The economy probably grew at a feeble pace of about 1.5 percent or less in the final three months of last year and will stay weak in the first quarter of this year as consumers – major shapers of the nation’s economic health – tighten their belts.
After retailers suffered their worst sales season in five years in 2007, “the outlook for 2008 among retail merchants was cautious,” the Fed said in its report. And the outlook for housing remains gloomy: “weak during the first part of 2008.”
Fallout from a meltdown in risky “subprime” mortgages continued to sock financial institutions. JPMorgan Chase & Co. and Wells Fargo Inc. both reported Wednesday that their earnings fell – raising fresh fears of a widespread lending crisis.
Federal Reserve Chairman Ben Bernanke, in a speech last week, pledged to aggressively cut a key interest rate as needed to try to prevent all these problems from plunging the economy into a major recession.
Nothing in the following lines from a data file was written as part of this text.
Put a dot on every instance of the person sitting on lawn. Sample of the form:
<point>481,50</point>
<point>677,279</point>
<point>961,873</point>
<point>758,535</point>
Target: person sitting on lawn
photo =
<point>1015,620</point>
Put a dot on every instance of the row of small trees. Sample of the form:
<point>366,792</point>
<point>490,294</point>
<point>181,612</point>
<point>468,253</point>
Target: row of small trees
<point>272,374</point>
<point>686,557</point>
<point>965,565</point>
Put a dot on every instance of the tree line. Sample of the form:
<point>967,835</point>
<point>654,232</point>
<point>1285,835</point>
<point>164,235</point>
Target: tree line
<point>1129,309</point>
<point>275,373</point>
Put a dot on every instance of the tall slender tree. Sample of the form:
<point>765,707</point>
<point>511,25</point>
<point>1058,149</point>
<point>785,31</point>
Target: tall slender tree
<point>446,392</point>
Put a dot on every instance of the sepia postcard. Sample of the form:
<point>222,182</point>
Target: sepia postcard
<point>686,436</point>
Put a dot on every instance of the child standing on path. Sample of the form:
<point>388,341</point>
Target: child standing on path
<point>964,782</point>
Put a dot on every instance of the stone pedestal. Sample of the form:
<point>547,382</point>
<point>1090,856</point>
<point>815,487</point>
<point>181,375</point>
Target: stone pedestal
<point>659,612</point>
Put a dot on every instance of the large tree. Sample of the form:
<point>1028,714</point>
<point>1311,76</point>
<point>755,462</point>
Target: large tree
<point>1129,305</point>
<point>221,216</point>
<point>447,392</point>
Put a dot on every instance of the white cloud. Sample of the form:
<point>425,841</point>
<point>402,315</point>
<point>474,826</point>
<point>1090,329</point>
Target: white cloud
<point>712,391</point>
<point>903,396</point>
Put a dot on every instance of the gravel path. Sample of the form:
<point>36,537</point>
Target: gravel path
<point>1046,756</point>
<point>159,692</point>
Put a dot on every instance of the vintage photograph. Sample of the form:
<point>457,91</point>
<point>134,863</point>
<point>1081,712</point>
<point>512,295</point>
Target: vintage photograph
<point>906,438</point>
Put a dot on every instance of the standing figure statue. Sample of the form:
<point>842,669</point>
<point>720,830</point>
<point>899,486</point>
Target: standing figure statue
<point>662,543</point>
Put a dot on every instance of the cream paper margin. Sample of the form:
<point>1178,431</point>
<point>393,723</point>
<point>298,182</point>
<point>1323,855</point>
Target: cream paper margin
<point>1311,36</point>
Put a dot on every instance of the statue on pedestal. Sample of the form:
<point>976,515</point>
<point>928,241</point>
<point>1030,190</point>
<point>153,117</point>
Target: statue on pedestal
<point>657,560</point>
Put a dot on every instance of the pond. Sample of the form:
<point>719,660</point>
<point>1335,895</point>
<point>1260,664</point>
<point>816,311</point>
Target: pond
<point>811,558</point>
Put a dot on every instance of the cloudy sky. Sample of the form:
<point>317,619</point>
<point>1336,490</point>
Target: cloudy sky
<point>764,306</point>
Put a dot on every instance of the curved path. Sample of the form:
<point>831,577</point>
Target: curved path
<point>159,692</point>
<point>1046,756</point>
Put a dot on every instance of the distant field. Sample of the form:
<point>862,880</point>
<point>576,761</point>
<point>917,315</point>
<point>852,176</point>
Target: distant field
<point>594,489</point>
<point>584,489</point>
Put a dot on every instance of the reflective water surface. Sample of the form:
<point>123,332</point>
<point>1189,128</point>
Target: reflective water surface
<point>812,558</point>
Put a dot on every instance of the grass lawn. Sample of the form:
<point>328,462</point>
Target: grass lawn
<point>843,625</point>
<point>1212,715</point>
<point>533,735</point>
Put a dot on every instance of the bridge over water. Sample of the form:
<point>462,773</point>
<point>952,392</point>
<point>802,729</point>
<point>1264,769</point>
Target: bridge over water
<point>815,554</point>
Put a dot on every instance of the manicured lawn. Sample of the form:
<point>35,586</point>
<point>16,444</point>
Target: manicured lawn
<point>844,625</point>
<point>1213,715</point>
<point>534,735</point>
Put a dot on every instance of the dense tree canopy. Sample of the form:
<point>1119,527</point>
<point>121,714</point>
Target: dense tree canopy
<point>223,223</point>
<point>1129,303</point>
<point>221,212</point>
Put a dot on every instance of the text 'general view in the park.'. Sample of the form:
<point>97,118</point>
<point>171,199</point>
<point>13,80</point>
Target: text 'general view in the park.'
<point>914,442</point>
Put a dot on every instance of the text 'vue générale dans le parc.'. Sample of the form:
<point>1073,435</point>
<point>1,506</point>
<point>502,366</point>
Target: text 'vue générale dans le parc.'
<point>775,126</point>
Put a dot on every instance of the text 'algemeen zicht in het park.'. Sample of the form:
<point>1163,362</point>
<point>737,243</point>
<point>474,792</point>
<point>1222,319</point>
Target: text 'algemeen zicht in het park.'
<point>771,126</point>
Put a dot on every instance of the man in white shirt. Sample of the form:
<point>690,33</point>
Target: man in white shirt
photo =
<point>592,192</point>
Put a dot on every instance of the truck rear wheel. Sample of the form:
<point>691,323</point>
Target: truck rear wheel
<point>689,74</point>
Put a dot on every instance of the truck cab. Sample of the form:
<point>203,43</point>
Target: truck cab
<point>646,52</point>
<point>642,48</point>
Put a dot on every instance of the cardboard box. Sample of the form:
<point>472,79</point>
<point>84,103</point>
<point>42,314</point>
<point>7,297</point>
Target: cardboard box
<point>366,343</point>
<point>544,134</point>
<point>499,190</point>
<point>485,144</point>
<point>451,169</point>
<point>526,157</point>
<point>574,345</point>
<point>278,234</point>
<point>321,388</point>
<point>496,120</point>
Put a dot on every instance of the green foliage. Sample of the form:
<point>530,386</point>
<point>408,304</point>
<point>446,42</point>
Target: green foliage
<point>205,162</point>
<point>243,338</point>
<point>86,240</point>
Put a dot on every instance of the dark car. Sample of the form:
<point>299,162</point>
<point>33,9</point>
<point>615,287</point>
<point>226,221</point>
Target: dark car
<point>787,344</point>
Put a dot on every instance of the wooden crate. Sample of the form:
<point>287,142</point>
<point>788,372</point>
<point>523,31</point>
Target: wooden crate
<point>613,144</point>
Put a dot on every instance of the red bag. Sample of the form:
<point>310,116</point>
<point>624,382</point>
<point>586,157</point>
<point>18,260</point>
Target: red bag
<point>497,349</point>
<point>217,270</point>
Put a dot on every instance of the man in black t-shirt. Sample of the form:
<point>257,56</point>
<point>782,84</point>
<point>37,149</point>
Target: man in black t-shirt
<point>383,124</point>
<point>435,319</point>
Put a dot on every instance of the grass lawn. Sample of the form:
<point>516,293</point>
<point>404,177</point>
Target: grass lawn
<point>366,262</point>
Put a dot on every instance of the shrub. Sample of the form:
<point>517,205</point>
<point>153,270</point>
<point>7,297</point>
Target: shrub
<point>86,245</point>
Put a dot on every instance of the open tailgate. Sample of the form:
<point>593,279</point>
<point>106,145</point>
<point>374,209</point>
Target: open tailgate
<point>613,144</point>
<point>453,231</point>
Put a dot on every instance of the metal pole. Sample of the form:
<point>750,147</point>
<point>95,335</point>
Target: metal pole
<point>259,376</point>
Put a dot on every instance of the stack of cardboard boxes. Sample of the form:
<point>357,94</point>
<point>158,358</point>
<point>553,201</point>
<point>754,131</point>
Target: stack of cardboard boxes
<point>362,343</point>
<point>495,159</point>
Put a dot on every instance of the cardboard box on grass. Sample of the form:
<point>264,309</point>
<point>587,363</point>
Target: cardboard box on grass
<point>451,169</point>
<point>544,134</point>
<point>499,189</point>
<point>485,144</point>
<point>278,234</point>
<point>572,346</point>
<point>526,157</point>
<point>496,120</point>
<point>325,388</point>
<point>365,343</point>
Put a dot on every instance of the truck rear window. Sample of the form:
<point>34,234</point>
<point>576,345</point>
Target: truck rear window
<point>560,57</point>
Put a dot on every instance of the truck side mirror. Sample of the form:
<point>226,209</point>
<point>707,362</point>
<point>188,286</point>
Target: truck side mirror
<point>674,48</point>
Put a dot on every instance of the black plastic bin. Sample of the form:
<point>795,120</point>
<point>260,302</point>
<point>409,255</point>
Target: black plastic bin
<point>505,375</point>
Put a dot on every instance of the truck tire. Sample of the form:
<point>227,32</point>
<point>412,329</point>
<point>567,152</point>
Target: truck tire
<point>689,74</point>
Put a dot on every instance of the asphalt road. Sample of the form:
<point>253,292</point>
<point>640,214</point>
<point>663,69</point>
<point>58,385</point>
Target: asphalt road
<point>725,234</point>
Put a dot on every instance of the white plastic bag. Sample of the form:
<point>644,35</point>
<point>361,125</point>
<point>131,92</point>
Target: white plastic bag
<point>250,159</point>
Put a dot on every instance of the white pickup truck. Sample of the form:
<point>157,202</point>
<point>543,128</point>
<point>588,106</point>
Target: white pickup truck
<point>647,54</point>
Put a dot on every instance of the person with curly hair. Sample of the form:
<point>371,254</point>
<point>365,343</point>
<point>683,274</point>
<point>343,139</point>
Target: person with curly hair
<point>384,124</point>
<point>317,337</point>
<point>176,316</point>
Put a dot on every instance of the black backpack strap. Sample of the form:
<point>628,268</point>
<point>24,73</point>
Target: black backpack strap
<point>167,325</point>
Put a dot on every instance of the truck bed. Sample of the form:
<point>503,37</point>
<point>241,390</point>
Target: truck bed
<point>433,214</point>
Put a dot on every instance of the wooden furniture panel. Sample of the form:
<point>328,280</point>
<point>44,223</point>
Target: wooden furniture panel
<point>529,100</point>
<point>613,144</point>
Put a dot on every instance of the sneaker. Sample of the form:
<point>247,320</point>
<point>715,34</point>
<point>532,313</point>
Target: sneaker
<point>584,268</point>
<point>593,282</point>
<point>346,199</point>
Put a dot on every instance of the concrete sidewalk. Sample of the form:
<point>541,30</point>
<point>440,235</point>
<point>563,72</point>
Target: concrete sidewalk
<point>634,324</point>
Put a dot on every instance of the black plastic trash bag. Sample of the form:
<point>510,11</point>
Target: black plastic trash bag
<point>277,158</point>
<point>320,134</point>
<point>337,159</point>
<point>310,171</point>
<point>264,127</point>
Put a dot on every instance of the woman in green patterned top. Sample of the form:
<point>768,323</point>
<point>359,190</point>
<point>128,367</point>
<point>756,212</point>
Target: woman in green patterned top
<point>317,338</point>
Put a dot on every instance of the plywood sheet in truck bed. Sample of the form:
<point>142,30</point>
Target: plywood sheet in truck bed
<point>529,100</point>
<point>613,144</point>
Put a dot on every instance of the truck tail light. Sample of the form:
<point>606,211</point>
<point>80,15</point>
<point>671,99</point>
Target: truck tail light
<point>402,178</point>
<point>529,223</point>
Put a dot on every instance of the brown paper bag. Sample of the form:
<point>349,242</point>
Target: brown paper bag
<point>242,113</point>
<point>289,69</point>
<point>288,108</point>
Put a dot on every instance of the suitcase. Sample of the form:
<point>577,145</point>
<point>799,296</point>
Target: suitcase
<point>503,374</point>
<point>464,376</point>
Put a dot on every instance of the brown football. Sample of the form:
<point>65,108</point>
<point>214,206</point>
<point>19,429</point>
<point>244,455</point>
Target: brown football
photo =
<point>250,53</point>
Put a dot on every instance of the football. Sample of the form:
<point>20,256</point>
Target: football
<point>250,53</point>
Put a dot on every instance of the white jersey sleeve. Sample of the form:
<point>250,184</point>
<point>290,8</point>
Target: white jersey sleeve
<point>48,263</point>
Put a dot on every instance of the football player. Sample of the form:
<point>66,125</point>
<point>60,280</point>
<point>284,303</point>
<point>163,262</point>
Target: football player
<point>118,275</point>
That may well mean a bold half-point cut at the end of a two-day meeting on Jan. 30. The Fed started cutting rates in September, but some critics on Wall Street say Bernanke should have acted sooner.
“Clearly there is a high level of caution,” said Ken Mayland, president of ClearView Economics. “Everyone’s guard is up to protect and insulate one’s businesses from the high degree of sluggishness that is expected to prevail in the months ahead.”
With voters expressing angst over the economy, the White House and the Democrat-controlled Congress are exploring ways – including the possibility of temporary tax rebates – to get money quickly into the hands of consumers and help stimulate spending.